En choisissant Doc Gynéco pour faire oublier son image déplorable auprès des banlieues, Nicolas Sarkozy ne devait pas s’attendre à ce que son nouvel ami prenne son rôle autant au sérieux. On se croirait dans un film de Claude Zidi, avec Doc Gynéco dans le rôle de Pierre Richard ou à l’affiche du film « Le boulet ».

Sarkozy voulait juste un peu de couleur, pas par communautarisme bien sûr, juste pour égayer : « Comme dans les quartiers, il y a beaucoup de gens de couleur, je ne voulais pour rien au monde qu’on puisse associer mon combat à une sorte de coupure avec nos compatriotes de couleur. Moi, je hais le racisme, je déteste la discrimination. J’ai trouvé que donner (…) à Doc Gynéco – qui n’est culturellement pas sur la même ligne que moi – c’est une façon de donner la parole et de respecter un homme de couleur. » (Le Parisien, le 20 octobre 2006).

Le problème, depuis, c’est que Doc Gynéco parle du candidat-ministre comme de son « petit maître à penser ». Ce qui n’est guère flatteur pour un homme qui cherche à incarner le dynamisme politique. Gynéco a dû croire qu’il l’avait vexé en le traitant de « petit » parce qu’il a publié un livre intitulé « Les grands esprits se rencontrent », où l’on voit la main de Sarkozy sur l’épaule du rappeur… Qui joint au livre un disque avec trois de ses titres. Il faut bien vivre quand vos ventes se cassent la gueule et que tous les mecs de banlieues qui achetaient encore vos disques veulent maintenant faire de même. Sur la défensive, Gynéco s’est fritté avec tout ce que le PAF compte d’Arabes et de Noirs (heureusement pour lui, la discrimination positive n’a pas encore fait effet, il ne sont pas trop nombreux).

Heureusement aussi, Franck Tapiro (qui était à l’époque un proche de Sarko) lui a trouvé le contrat avec Virgin Mobile. Un coup de pouce bienvenu car il est condamné à un redressement judiciaire pour une amende de 700 000 euros depuis le 8 décembre 2006… Mais n’allez pas chercher une raison bassement matérielle à ce ralliement enthousiaste à Nicolas Sarkozy. En 1995, déjà, Doc Gynéco soutenait la droite et Jacques Chirac. Il assume son désir de défendre la nation, « une idée sociale, une idée de droite ».
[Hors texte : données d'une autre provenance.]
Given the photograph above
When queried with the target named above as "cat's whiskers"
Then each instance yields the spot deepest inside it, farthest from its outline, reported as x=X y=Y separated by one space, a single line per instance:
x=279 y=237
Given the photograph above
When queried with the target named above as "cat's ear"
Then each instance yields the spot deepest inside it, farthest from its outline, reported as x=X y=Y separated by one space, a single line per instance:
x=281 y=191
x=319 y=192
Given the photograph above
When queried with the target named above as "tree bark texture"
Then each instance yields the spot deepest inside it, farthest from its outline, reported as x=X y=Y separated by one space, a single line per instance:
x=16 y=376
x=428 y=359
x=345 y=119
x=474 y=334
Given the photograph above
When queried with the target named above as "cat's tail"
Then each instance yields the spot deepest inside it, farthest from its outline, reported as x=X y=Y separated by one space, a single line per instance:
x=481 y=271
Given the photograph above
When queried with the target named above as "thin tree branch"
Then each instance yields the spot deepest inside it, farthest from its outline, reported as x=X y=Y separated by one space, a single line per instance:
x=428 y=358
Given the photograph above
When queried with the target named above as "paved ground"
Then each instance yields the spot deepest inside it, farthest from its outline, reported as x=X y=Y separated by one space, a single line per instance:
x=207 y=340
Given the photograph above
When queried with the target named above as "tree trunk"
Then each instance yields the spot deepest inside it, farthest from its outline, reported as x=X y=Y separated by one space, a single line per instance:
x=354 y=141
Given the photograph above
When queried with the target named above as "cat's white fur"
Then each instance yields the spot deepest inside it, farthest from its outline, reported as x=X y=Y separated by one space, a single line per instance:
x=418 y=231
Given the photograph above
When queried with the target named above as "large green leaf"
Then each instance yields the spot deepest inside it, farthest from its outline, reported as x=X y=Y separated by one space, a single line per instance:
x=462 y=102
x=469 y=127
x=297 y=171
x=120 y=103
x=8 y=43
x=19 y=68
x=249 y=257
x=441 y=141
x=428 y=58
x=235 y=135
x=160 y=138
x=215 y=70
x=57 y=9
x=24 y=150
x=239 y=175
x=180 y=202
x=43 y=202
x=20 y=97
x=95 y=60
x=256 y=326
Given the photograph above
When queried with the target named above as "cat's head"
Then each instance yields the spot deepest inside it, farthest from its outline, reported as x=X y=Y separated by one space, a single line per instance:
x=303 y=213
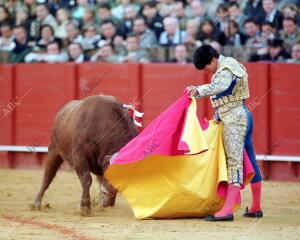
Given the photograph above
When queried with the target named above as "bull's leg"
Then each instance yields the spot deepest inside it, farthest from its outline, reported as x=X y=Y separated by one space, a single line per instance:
x=108 y=193
x=83 y=172
x=53 y=163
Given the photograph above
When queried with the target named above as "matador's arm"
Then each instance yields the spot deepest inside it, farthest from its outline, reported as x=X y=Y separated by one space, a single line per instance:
x=219 y=84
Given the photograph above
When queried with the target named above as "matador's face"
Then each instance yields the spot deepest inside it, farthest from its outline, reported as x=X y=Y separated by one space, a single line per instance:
x=212 y=67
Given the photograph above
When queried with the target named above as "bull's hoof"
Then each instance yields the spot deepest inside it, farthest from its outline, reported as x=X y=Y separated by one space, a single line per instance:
x=35 y=207
x=107 y=201
x=85 y=212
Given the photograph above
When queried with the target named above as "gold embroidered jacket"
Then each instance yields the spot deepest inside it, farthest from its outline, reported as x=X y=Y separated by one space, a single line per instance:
x=229 y=83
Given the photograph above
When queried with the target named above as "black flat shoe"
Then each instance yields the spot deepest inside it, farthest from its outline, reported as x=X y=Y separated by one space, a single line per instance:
x=257 y=214
x=212 y=218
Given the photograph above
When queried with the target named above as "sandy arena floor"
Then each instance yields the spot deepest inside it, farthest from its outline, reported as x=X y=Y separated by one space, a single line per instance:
x=61 y=220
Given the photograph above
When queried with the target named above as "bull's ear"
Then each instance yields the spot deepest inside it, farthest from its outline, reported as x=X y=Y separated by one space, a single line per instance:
x=106 y=161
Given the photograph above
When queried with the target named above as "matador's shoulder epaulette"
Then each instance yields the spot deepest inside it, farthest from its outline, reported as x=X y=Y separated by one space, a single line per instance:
x=233 y=66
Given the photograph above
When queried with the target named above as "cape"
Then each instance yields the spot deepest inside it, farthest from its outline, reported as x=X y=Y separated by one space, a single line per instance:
x=176 y=167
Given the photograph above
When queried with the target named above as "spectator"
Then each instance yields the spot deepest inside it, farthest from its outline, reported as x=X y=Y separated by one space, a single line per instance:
x=76 y=54
x=78 y=11
x=275 y=53
x=88 y=17
x=91 y=38
x=295 y=53
x=43 y=17
x=181 y=55
x=236 y=14
x=254 y=40
x=5 y=16
x=104 y=14
x=52 y=55
x=22 y=18
x=223 y=16
x=290 y=32
x=165 y=7
x=73 y=33
x=178 y=12
x=268 y=31
x=172 y=35
x=22 y=45
x=232 y=36
x=271 y=14
x=134 y=52
x=119 y=10
x=130 y=14
x=254 y=9
x=106 y=54
x=198 y=11
x=108 y=31
x=62 y=16
x=6 y=40
x=291 y=11
x=47 y=36
x=191 y=33
x=147 y=37
x=153 y=19
x=206 y=32
x=216 y=45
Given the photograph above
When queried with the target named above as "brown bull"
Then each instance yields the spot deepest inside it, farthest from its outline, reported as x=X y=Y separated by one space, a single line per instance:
x=85 y=133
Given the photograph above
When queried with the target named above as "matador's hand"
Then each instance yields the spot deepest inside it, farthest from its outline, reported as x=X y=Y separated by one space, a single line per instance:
x=192 y=91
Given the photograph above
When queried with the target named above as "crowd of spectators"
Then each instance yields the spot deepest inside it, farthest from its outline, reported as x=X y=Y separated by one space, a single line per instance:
x=121 y=31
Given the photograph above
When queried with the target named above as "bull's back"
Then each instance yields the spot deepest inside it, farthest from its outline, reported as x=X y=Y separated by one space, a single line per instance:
x=63 y=127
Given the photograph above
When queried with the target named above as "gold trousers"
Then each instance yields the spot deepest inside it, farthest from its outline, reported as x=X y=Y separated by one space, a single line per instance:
x=234 y=118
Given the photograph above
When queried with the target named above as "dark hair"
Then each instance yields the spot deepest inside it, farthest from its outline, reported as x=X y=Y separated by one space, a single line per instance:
x=234 y=4
x=76 y=43
x=234 y=24
x=250 y=20
x=104 y=5
x=48 y=26
x=6 y=24
x=108 y=21
x=20 y=26
x=132 y=35
x=150 y=4
x=55 y=42
x=140 y=18
x=291 y=19
x=42 y=4
x=204 y=55
x=5 y=9
x=223 y=7
x=272 y=25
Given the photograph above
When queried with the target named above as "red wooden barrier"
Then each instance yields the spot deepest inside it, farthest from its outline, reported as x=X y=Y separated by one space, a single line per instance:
x=121 y=81
x=33 y=93
x=7 y=106
x=165 y=83
x=258 y=104
x=285 y=119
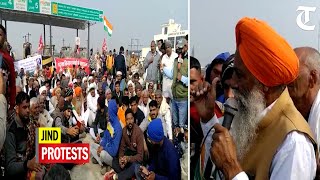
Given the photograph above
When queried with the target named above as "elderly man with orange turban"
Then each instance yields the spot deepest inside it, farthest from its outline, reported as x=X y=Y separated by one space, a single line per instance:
x=270 y=138
x=77 y=102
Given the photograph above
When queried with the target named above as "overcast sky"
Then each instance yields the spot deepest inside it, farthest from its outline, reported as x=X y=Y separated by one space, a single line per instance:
x=212 y=23
x=130 y=19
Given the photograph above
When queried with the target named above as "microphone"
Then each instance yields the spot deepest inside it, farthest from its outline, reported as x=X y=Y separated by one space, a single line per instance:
x=230 y=109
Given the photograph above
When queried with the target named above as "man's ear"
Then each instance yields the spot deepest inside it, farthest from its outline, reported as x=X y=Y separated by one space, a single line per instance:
x=265 y=89
x=313 y=78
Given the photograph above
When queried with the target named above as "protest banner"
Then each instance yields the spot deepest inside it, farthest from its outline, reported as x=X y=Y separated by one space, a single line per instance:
x=29 y=64
x=62 y=63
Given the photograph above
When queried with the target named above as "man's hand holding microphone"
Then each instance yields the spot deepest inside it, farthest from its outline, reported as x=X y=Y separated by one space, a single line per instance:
x=223 y=149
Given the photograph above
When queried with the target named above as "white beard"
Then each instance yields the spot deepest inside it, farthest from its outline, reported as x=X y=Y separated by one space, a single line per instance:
x=244 y=126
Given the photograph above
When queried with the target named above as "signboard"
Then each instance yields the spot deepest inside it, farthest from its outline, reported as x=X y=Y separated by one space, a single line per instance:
x=62 y=63
x=20 y=5
x=178 y=33
x=75 y=12
x=33 y=6
x=53 y=8
x=6 y=4
x=77 y=41
x=45 y=6
x=29 y=64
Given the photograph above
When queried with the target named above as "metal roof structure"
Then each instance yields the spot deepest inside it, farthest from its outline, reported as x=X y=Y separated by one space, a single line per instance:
x=37 y=18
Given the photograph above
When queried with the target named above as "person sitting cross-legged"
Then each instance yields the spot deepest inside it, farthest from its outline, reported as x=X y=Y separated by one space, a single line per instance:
x=109 y=146
x=131 y=149
x=165 y=162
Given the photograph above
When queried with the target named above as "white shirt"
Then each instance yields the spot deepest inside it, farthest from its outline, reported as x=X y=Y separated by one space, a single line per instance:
x=168 y=62
x=144 y=108
x=165 y=114
x=45 y=119
x=314 y=118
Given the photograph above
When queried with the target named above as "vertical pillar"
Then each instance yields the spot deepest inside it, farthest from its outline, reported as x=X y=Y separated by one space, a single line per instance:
x=88 y=45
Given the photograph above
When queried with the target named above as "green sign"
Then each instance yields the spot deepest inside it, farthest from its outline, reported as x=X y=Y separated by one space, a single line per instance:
x=33 y=6
x=75 y=12
x=6 y=4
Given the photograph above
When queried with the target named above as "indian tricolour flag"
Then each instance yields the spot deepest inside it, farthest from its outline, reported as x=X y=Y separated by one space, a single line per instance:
x=107 y=26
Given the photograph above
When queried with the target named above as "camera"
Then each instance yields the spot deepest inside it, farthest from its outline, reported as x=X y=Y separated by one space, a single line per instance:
x=179 y=51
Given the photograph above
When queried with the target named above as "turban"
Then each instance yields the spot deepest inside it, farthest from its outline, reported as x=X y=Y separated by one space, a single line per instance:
x=78 y=91
x=91 y=86
x=84 y=79
x=67 y=105
x=43 y=88
x=130 y=82
x=265 y=53
x=102 y=101
x=69 y=92
x=119 y=73
x=155 y=130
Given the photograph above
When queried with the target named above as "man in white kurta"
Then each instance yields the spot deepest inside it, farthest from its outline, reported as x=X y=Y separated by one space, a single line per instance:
x=167 y=61
x=92 y=100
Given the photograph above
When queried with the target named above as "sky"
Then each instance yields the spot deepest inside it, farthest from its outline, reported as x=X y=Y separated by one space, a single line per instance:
x=130 y=19
x=212 y=23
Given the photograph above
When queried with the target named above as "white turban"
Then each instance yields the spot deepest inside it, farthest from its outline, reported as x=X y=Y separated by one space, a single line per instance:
x=43 y=88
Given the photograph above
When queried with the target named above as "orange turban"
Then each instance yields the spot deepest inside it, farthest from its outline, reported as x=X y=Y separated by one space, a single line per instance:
x=265 y=53
x=78 y=91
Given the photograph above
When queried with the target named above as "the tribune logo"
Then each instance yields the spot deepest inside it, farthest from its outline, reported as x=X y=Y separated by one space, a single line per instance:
x=304 y=17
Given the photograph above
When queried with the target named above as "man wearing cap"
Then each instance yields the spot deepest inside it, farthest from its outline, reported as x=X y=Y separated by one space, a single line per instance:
x=167 y=61
x=179 y=74
x=270 y=138
x=130 y=150
x=150 y=64
x=92 y=99
x=164 y=113
x=165 y=162
x=120 y=63
x=64 y=121
x=109 y=145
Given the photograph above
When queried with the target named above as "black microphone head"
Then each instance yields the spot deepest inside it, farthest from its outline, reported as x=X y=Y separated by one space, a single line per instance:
x=231 y=106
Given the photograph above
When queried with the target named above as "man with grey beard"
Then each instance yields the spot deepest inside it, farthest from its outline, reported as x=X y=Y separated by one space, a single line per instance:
x=270 y=138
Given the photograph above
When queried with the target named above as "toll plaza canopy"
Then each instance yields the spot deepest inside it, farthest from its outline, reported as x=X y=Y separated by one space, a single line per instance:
x=48 y=12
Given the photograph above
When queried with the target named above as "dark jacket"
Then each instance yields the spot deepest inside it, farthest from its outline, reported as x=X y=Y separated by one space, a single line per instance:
x=120 y=65
x=165 y=163
x=132 y=143
x=138 y=117
x=100 y=120
x=15 y=147
x=115 y=96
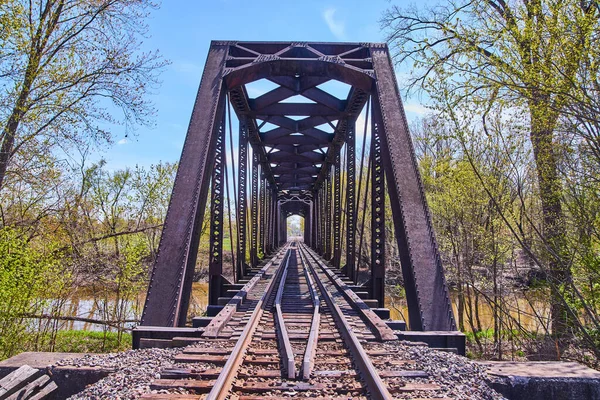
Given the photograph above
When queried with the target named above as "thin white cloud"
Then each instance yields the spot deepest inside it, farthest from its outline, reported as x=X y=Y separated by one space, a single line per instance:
x=335 y=26
x=187 y=68
x=416 y=108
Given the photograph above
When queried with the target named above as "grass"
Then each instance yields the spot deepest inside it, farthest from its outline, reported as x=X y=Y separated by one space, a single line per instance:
x=91 y=342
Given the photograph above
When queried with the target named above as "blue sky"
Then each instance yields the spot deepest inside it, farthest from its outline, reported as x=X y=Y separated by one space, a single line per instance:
x=182 y=31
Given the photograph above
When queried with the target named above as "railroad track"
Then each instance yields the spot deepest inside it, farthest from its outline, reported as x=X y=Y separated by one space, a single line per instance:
x=294 y=331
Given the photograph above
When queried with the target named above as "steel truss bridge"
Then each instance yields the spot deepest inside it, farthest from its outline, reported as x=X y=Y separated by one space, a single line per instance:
x=298 y=155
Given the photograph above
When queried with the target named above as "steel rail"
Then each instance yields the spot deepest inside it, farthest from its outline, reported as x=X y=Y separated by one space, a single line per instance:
x=282 y=334
x=218 y=323
x=376 y=387
x=311 y=346
x=225 y=380
x=381 y=331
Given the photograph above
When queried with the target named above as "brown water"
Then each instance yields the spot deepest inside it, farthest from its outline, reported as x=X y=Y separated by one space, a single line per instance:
x=530 y=314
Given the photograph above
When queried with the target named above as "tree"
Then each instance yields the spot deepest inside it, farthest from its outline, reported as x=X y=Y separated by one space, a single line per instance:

Il dit n’avoir pas « chanté la haine anti-flic » mais en 1998, il a écrit une chanson intitulée un morceau, « Hexagonal », où il tient des propos que désapprouverait un ministre de l’Intérieur : « La France est un pays de flics. À tous les coins d'rue y'en a cent. Pour faire régner l'ordre public. Ils assassinent impunément. » L’avantage, depuis, c’est qu’il tape surtout sur les banlieusards : « Les banlieusards, c'est des clowns. Ils sont choqués d'avoir entendu "racaille" ou "Kärcher" quand tous les jours entre eux ils s'insultent ». Il est sans doute sincère lorsqu’il déclare : « Je suis fatigué d'être sous perfusion sociale et je ne suis pas un assisté. Nicolas Sarkozy m'a convaincu de pouvoir être autre chose. » En revanche, on ne comprend pas bien où il veut en venir lorsqu’il explique : « Les voix qui sont intéressantes sont les voix de ceux qui sont indécis quand ils sont près de l'urne, les voix des gens de tous les extrêmes, anti-femmes, anti-homos, contre les races. Et c'est ces voix-là dont on aura besoin pour ne pas commettre d'erreur. » Pas clair.

En tout cas, le Doc se défend d’être anti-femmes. Dans son livre, ce grand esprit se livre : « Je parle aux femmes comme a n'importe quel être humain (épatant, NSA) ». Mieux, nous dit-il, « Si la libération des femmes n'était pas née, je l'aurais inventée. Je la libère chaque matin, dès que j'ouvre les yeux. » Très fin, décidément ce soutien de Nicolas Sarkozy qui accuse par ailleurs les rappeurs d’entretenir le sexisme et la haine.